By Rick Manning
For the first time since the reign of Franklin D. Roosevelt which put the full-throated administrative state in place, America has aligned the executive, legislative and judicial branches to restore power to the people and rip it out of the hands of their taxpayer funded overlords in the federal bureaucracy.
This is the time, purpose and vision behind the founding of Americans for Limited Government more than twenty years ago.
In the past three years, the Supreme Court has opened the door for the first time in decades to rollback federal regulatory overreach.
The Court declared that regulations which go beyond the law passed by the elected Congress are unconstitutional in West Virginia v. EPA.
And just this past year, the Court overturned a forty year old decision that instructed courts to give deference to the wisdom and knowledge of the federal bureaucracy over those who were suing to prevent the expansion of the regulatory state. By ending so-called Chevron deference, the federal courts can listen to arguments and dismiss absurd or disputed claims by regulators when confronted with conflicting and credible testimony.
These two cases, along with a few others that have the same effect, open the doors not only in the Courts, but for Congress to act to shut down this unconstitutional expansion of government.
To make matters even more hopeful, President Donald Trump has appointed Elon Musk and Vivek Ramaswamy to head a non-governmental Department of Government Efficiency with the goal of streamlining government and providing the President and Congress a pathway to not only wring waste, fraud and abuse out of the system, but to provide a blueprint on government reorganization.
These are hopeful times, but here is the secret that we all know. If changes are simply made using Donald Trump’s formidable pen and paper, they can be rescinded as early as 2029.
This is why Congressional action is essential. Narrow majorities in both the House and Senate will dictate some of the scope of change that can be made, but Congress can write regulations that overreach out of the law by refusing to reauthorize legislation unless the regulatory changes are made. They can strip funding for the implementation of these regulations through the appropriations process. And Congress can affirm Executive Branch recommended rescissions reflecting cuts in spending that have been deemed wasteful or unnecessary by the White House.
The great news is Speaker Mike Johnson (R-La.) and House Majority Leader Steve Scalise (R-La.) have already started the ball rolling by directing their Committee Chairs to identify these overreaching regulations so that the House can hit the ground running on day one.

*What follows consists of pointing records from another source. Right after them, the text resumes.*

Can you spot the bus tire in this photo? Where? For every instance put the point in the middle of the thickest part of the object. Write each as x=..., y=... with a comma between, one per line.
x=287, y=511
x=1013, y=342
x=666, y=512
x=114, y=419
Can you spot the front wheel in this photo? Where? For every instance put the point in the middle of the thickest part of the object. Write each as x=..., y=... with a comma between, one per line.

The even better news is that with the bully pulpit of President Trump, media disruptors like Truth Social, talk radio and X.com and groups like Americans for Limited Government, the administrative state will face powerful grassroots pushback directly into Congress urging change.
The great restoration of America is possible. There are many, many challenges ahead, and it will likely take twelve years of GOP presidential leadership to clean up the mess created on a bipartisan basis over the past century.

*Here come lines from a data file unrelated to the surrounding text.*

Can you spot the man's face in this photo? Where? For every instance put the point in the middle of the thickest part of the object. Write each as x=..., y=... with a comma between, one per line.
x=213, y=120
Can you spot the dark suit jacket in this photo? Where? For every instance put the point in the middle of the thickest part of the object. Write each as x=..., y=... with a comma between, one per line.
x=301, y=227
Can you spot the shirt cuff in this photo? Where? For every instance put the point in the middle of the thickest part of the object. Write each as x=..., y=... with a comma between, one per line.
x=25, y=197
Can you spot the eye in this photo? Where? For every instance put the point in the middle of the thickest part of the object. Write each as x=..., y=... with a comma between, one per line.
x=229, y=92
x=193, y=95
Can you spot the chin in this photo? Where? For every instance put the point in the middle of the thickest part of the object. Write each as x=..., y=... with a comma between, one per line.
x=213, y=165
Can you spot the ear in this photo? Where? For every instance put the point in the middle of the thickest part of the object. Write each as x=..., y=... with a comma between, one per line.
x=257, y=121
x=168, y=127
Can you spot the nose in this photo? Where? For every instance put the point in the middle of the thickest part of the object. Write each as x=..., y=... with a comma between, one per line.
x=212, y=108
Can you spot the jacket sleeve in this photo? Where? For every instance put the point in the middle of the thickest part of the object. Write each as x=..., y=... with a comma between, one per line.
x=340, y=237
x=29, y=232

But for the first time in generations, there is hope that the administrative state dragon can be slayed, spending can be refocused upon constitutional priorities and the great American economic engine will be unleashed to create a future that the Baby Boomer generation can’t imagine.
Freedom is contagious, and freeing the minds and talents of our nation’s entrepreneurs, inventors and dreamers has been the key to our nation’s wealth, historically creating a prosperous middle class where parents can achieve their dream that if their children apply themselves, they will achieve greater things than their parents.
Making America Great Again is not a slogan, it is a determination to fix what is broken in America including restoring individual freedom and today it is necessary and that is why there is hope unseen for generations.
Rick Manning is the President of Americans for Limited Government.